Calling JAXP from Ruby

2009-06-18T00:38:11Z

Demo:

ruby domencoding.rb test.xml
iso-8859-7

java domencoding test.xml
iso-8859-7

./domencoding test.xml
iso-8859-7

cd jaxp; ruby -r jaxp -e 'include Jaxp; puts parse("../test.xml")'
iso-8859-7

Backstory:

First, a very simple program in Ruby using an excellent XML parser (based on libxml2 with the API of Hpricot).
Next, an equivalent program in Java using JAXP.
Then, the same program in C++ using JAXP via CNI. Oddly, I get a NullPointerException if I call parse with a file name, but it works if I first construct a FileInputStream and pass that. For now, I’ve left in the catching of the Java exception and printing of the stack and decided to press on.
Finally, I wrap the C++ code into a module that can be called by Ruby. Strings are a bit of a pain, but at least that logic can be refactored into a separate function and reused.

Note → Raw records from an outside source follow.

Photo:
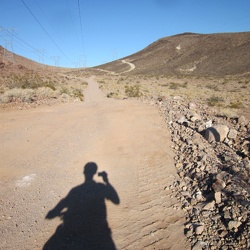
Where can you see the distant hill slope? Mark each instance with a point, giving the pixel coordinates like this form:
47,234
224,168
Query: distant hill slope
219,54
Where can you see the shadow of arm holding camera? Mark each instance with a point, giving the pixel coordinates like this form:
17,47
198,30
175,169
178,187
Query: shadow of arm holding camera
110,193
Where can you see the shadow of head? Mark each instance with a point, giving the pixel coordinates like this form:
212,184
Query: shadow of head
90,170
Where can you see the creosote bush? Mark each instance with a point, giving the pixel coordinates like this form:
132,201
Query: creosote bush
133,91
215,101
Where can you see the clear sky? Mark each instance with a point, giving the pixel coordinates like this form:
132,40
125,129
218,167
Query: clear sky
86,33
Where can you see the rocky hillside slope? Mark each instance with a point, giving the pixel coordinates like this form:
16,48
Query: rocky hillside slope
220,54
212,160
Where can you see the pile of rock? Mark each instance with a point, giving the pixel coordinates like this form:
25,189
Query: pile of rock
212,160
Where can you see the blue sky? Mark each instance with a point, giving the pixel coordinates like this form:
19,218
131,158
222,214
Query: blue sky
58,32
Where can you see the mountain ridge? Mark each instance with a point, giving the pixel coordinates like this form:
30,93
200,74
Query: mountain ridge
218,54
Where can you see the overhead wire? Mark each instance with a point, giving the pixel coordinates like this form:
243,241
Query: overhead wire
13,34
45,30
81,26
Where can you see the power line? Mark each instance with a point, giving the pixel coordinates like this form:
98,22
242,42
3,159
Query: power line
79,12
45,30
18,38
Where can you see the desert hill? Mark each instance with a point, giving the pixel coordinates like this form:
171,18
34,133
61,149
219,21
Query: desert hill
222,54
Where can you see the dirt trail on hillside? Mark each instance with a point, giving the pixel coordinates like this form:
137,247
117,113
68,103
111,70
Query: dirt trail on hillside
43,154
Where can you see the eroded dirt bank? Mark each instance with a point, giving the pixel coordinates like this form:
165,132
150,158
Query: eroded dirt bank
43,153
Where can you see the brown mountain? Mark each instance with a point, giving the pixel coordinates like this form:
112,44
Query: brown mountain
219,54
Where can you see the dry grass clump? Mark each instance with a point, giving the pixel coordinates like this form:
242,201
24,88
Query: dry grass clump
32,88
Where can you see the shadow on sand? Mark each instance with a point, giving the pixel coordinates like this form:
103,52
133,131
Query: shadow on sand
84,215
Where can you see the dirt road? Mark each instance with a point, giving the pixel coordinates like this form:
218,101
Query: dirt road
42,156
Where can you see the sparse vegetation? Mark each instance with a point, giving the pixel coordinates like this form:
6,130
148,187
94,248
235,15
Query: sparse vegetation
133,91
215,101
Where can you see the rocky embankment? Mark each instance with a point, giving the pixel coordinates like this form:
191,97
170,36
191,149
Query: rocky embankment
212,161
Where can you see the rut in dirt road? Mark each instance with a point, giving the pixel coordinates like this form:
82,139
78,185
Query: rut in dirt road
45,151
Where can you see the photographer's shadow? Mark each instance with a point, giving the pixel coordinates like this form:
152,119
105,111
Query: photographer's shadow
84,215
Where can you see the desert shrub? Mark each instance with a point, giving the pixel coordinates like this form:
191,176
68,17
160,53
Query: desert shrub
78,93
236,105
64,90
112,95
133,91
184,85
45,92
212,87
50,85
173,85
214,101
17,95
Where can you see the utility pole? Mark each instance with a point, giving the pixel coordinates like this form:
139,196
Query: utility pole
114,54
83,61
40,53
7,35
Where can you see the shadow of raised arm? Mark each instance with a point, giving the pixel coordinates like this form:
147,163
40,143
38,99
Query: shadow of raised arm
110,193
57,210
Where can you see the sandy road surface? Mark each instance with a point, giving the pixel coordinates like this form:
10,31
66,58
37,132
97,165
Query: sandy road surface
42,155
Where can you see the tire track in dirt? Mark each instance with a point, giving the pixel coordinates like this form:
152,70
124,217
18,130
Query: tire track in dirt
127,139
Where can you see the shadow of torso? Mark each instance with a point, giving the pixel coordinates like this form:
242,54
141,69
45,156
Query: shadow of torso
84,216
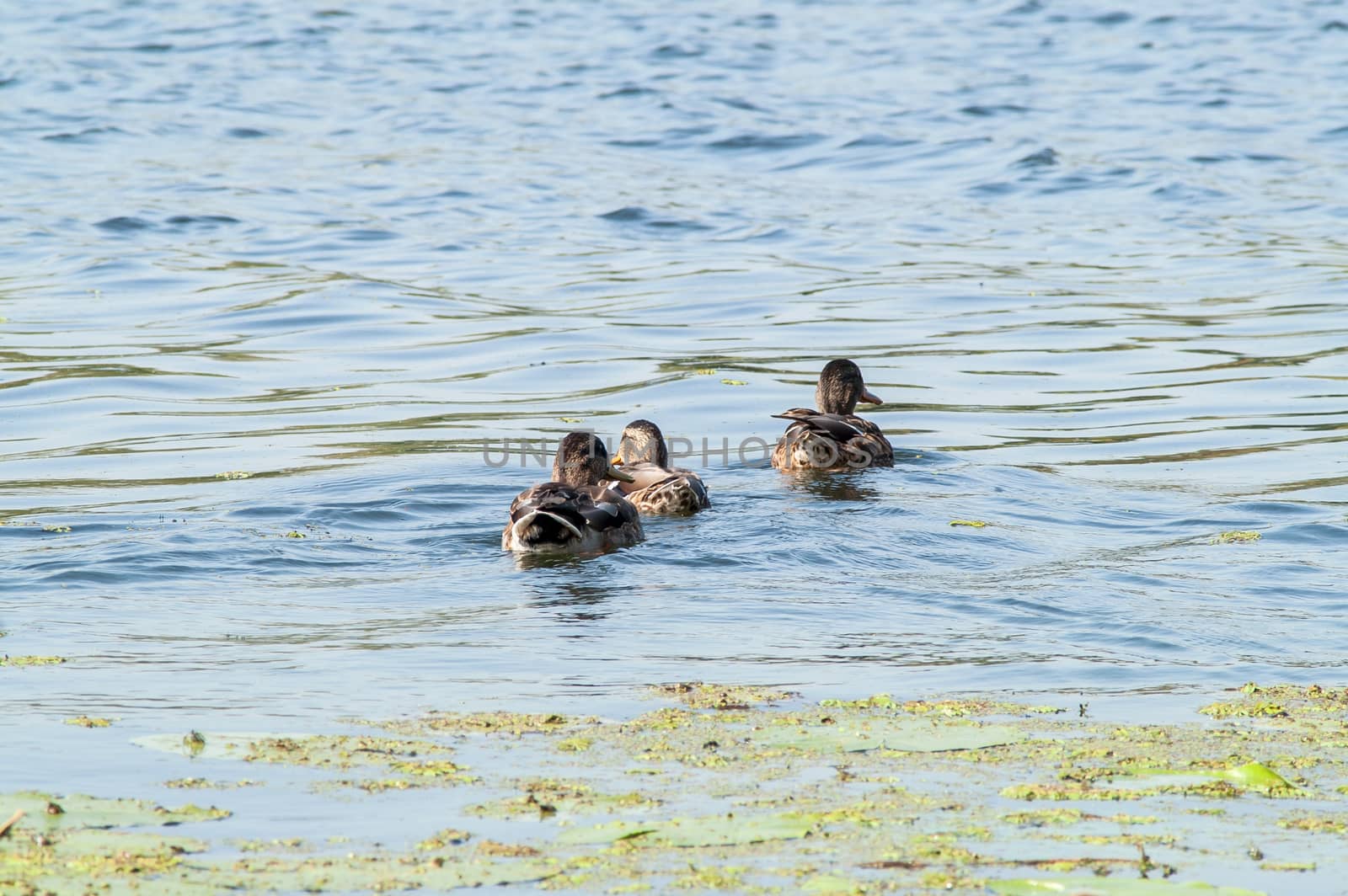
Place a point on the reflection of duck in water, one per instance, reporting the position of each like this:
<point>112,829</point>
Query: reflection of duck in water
<point>573,512</point>
<point>833,438</point>
<point>654,485</point>
<point>833,485</point>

Next step would be to make the API mirror the remainder of the Nokogiri/Hpricot API. Care will have to be taken to make sure that the Java objects are “pinned” at the appropriate time, don’t leak, and no cycles are created in the graph, but all that should be doable.

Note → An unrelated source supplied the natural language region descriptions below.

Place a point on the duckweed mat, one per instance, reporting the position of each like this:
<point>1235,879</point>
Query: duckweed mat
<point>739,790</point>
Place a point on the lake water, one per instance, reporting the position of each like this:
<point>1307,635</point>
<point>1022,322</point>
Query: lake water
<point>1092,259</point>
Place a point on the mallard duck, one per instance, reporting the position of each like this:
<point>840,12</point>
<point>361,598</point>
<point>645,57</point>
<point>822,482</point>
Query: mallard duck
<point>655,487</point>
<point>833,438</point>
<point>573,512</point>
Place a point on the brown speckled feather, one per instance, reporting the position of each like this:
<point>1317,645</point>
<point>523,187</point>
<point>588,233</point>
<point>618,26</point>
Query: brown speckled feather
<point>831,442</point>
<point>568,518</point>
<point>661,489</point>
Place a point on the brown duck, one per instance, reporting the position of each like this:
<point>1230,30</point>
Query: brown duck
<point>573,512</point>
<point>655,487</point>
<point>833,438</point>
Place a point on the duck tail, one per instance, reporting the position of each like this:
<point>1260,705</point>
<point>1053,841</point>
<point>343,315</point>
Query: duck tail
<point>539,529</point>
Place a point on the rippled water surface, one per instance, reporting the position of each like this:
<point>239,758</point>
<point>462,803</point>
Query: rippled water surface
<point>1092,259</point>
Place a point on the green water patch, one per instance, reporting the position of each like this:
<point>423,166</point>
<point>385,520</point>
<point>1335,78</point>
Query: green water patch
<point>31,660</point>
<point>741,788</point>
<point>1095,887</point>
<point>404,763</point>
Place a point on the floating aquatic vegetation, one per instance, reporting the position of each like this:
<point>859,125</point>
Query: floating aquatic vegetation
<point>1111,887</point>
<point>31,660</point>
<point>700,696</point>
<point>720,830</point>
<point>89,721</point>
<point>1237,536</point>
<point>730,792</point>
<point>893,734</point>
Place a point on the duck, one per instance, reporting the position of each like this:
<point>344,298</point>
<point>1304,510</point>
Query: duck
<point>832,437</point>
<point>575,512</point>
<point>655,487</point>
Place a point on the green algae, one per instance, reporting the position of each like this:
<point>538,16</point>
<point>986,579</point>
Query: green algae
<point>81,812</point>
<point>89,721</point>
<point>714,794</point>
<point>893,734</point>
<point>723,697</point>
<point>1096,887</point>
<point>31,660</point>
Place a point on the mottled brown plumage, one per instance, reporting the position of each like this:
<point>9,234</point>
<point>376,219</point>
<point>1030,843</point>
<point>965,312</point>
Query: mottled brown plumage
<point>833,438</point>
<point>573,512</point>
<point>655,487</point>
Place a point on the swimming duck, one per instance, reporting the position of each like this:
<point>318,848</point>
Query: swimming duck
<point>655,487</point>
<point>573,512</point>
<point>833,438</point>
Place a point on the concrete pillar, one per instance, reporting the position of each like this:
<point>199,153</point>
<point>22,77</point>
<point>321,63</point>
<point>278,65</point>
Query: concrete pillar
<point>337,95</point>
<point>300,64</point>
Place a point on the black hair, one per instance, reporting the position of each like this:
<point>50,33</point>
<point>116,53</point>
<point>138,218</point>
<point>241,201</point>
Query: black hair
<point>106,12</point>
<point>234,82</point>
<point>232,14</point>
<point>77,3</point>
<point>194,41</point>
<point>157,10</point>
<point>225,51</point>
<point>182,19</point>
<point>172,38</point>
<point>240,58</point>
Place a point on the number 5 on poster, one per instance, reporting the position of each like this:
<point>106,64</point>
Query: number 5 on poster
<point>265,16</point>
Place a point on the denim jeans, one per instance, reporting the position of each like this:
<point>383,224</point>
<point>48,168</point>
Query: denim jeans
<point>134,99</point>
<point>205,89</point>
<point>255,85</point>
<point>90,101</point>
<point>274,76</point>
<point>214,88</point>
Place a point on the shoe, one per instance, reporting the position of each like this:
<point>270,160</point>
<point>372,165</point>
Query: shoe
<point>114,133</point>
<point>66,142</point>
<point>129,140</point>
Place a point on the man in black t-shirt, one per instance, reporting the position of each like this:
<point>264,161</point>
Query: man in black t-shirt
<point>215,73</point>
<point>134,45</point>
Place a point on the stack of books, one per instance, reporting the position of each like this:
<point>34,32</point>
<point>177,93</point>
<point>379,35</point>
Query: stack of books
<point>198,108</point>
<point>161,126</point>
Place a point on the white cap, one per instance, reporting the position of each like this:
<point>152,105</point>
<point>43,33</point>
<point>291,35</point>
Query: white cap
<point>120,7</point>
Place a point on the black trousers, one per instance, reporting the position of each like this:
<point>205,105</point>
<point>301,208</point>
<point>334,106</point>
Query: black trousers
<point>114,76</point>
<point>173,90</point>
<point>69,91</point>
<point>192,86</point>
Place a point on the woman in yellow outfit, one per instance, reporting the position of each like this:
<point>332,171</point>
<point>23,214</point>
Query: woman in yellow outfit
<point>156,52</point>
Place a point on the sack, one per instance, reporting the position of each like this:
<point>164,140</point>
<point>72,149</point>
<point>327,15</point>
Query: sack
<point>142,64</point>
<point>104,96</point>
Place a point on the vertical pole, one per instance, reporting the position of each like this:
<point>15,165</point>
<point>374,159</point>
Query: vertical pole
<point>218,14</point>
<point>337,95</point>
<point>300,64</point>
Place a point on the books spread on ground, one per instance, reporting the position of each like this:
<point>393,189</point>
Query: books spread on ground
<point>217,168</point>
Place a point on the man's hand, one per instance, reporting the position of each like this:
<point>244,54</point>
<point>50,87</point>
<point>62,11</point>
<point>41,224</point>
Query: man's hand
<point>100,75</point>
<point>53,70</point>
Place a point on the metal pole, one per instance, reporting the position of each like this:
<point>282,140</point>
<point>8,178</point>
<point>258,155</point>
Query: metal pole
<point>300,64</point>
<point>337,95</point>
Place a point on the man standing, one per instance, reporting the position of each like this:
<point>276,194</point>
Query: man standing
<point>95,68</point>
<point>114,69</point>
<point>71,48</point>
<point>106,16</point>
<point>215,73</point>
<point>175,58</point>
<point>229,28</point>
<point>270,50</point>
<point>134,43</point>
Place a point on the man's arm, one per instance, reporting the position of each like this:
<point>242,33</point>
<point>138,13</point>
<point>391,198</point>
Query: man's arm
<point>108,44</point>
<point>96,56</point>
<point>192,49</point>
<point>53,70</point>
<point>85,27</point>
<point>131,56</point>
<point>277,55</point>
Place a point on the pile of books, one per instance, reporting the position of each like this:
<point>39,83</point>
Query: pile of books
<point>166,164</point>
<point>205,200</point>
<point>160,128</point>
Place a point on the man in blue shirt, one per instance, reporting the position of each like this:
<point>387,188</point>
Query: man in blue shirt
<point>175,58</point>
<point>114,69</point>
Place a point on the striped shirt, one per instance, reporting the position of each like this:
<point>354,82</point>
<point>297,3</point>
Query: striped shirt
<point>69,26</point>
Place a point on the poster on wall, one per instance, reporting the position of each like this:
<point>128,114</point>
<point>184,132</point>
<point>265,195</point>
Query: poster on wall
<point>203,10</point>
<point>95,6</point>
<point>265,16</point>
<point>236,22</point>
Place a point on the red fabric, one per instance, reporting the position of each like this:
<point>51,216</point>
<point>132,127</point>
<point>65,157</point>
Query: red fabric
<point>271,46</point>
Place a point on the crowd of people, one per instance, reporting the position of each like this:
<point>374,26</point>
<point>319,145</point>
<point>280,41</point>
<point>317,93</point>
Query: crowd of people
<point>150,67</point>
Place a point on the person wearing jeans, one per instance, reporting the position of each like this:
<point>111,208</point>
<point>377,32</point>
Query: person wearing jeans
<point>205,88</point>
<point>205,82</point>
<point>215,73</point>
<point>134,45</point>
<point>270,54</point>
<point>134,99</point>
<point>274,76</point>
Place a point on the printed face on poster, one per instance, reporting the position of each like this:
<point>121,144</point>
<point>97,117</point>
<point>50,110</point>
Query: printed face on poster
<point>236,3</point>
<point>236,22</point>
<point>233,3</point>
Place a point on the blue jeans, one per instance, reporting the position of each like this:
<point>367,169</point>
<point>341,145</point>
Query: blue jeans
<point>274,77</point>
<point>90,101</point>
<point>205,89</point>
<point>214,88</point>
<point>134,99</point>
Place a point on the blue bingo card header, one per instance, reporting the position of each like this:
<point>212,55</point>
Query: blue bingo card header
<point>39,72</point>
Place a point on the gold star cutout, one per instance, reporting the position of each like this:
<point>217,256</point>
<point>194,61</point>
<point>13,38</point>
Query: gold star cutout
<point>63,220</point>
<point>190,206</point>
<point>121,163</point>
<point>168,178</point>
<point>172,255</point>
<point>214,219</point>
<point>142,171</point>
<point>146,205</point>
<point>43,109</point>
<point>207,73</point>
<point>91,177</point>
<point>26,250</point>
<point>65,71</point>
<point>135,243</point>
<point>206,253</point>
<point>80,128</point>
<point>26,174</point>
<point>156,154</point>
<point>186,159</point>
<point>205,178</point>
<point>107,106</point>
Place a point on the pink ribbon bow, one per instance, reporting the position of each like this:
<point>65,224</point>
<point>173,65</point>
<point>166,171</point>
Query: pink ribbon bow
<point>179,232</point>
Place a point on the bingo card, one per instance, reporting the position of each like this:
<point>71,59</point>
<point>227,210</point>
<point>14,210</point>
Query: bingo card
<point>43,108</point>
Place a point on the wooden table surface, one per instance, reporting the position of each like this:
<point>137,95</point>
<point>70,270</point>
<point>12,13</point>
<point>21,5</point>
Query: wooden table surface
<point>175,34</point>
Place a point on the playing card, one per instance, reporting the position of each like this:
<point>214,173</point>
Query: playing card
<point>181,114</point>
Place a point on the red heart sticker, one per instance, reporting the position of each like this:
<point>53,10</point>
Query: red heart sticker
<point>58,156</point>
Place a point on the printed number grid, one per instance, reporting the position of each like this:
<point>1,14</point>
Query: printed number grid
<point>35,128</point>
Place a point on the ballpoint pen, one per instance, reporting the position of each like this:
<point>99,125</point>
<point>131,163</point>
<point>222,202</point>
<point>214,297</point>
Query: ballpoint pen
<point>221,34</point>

Future work could be to convert CNI to JNI. Or to make Henri’s C++ translator produce output that is independent of Mozilla libraries (and potentially make use of Ruby libraries for things like heap management). That, and repeat this exercise for languages like Python and PHP.

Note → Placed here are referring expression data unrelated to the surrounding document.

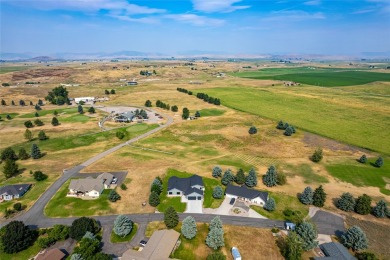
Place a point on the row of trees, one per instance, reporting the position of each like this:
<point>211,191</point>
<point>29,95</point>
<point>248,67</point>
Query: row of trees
<point>183,90</point>
<point>209,99</point>
<point>22,103</point>
<point>316,198</point>
<point>288,129</point>
<point>240,178</point>
<point>362,205</point>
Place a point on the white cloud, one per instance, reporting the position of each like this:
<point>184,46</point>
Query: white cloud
<point>294,16</point>
<point>313,2</point>
<point>196,20</point>
<point>214,6</point>
<point>86,6</point>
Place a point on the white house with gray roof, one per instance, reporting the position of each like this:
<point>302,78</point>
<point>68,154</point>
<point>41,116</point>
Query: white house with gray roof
<point>190,188</point>
<point>246,194</point>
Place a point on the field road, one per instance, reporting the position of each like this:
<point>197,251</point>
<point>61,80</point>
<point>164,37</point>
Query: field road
<point>35,215</point>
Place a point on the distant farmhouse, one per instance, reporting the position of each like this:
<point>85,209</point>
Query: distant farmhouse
<point>84,99</point>
<point>246,194</point>
<point>191,188</point>
<point>10,192</point>
<point>91,187</point>
<point>159,247</point>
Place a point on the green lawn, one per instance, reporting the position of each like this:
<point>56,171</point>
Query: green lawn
<point>29,253</point>
<point>62,206</point>
<point>117,239</point>
<point>283,202</point>
<point>165,201</point>
<point>318,77</point>
<point>362,175</point>
<point>353,125</point>
<point>211,112</point>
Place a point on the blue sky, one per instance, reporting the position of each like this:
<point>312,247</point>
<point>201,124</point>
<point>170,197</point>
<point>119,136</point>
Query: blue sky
<point>337,27</point>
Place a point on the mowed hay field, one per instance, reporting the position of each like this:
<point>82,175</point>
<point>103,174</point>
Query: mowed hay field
<point>350,117</point>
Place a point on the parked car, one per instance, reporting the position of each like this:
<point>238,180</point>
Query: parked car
<point>143,243</point>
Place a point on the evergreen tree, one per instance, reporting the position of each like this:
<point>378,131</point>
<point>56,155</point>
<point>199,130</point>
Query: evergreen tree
<point>15,237</point>
<point>171,218</point>
<point>270,204</point>
<point>217,172</point>
<point>227,178</point>
<point>252,130</point>
<point>80,109</point>
<point>148,103</point>
<point>289,131</point>
<point>23,155</point>
<point>8,153</point>
<point>306,197</point>
<point>251,179</point>
<point>122,225</point>
<point>54,121</point>
<point>379,162</point>
<point>293,249</point>
<point>113,196</point>
<point>154,199</point>
<point>355,238</point>
<point>10,168</point>
<point>218,192</point>
<point>346,202</point>
<point>35,152</point>
<point>363,159</point>
<point>380,209</point>
<point>270,178</point>
<point>317,155</point>
<point>41,135</point>
<point>188,228</point>
<point>215,239</point>
<point>363,205</point>
<point>308,235</point>
<point>240,177</point>
<point>216,223</point>
<point>319,197</point>
<point>186,113</point>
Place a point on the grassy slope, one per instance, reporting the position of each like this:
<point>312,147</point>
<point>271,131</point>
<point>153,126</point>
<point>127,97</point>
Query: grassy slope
<point>318,77</point>
<point>350,125</point>
<point>362,174</point>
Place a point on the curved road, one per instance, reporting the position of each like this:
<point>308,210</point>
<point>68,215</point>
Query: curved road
<point>35,216</point>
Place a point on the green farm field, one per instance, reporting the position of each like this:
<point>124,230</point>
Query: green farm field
<point>323,77</point>
<point>341,116</point>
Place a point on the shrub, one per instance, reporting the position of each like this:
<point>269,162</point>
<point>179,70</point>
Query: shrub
<point>317,155</point>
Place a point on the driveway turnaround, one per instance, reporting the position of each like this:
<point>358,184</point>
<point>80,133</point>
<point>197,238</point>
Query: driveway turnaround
<point>328,223</point>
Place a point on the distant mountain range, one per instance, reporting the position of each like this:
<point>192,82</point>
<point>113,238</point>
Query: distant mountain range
<point>35,57</point>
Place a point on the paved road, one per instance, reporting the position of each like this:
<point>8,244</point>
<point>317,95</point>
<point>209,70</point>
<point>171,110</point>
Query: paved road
<point>35,214</point>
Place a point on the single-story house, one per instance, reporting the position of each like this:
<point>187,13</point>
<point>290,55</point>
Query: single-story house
<point>334,250</point>
<point>86,187</point>
<point>246,194</point>
<point>84,99</point>
<point>15,191</point>
<point>191,188</point>
<point>52,254</point>
<point>107,179</point>
<point>159,247</point>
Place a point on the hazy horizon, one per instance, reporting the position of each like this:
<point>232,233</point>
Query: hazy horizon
<point>217,26</point>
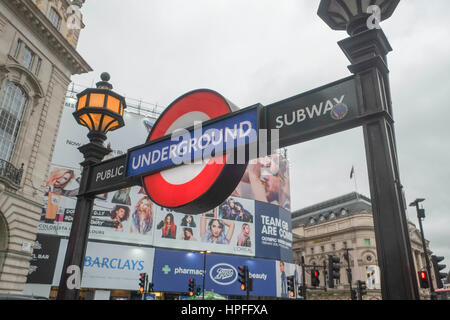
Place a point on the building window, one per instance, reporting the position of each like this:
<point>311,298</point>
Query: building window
<point>17,49</point>
<point>55,18</point>
<point>12,105</point>
<point>27,57</point>
<point>37,66</point>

Why is this a big deal? Well, validator.nu has a HtmlDocumentBuilder that complies with HTML 5. Furthermore, JAXP has full support for XPath and Nokogiri has the ability to convert CSS into XPath:

$ irb
irb(main):001:0> require 'rubygems'
=> true
irb(main):002:0> require 'nokogiri'
=> true
irb(main):003:0> cssparser = Nokogiri::CSS::Parser.new
=> #<Nokogiri::CSS::Parser:0x7f576c31cb10 @namespaces={}>
irb(main):004:0> cssparser.xpath_for('p.foo a[href$=".pdf"]')
=> ["//p[contains(concat(' ', @class, ' '), ' foo ')]//a[substring(@href, string-length(@href) - string-length(\".pdf\") + 1, string-length(\".pdf\")) = \".pdf\"]"]

This may seem like going the long way around, but my intuition is that the expensive parts will be transferring data across the language boundary (especially strings). Having a DOM entirely on the Java side, probed via CSS selectors and/or XPath expressions and only retrieving the specific nodes across the Java/Ruby boundary for further processing should minimize this. And the end result should be able to pass all of the Nokogiri and Validator.nu tests.

Best of breed Ruby API with best of breed HTML parser. What’s not to like?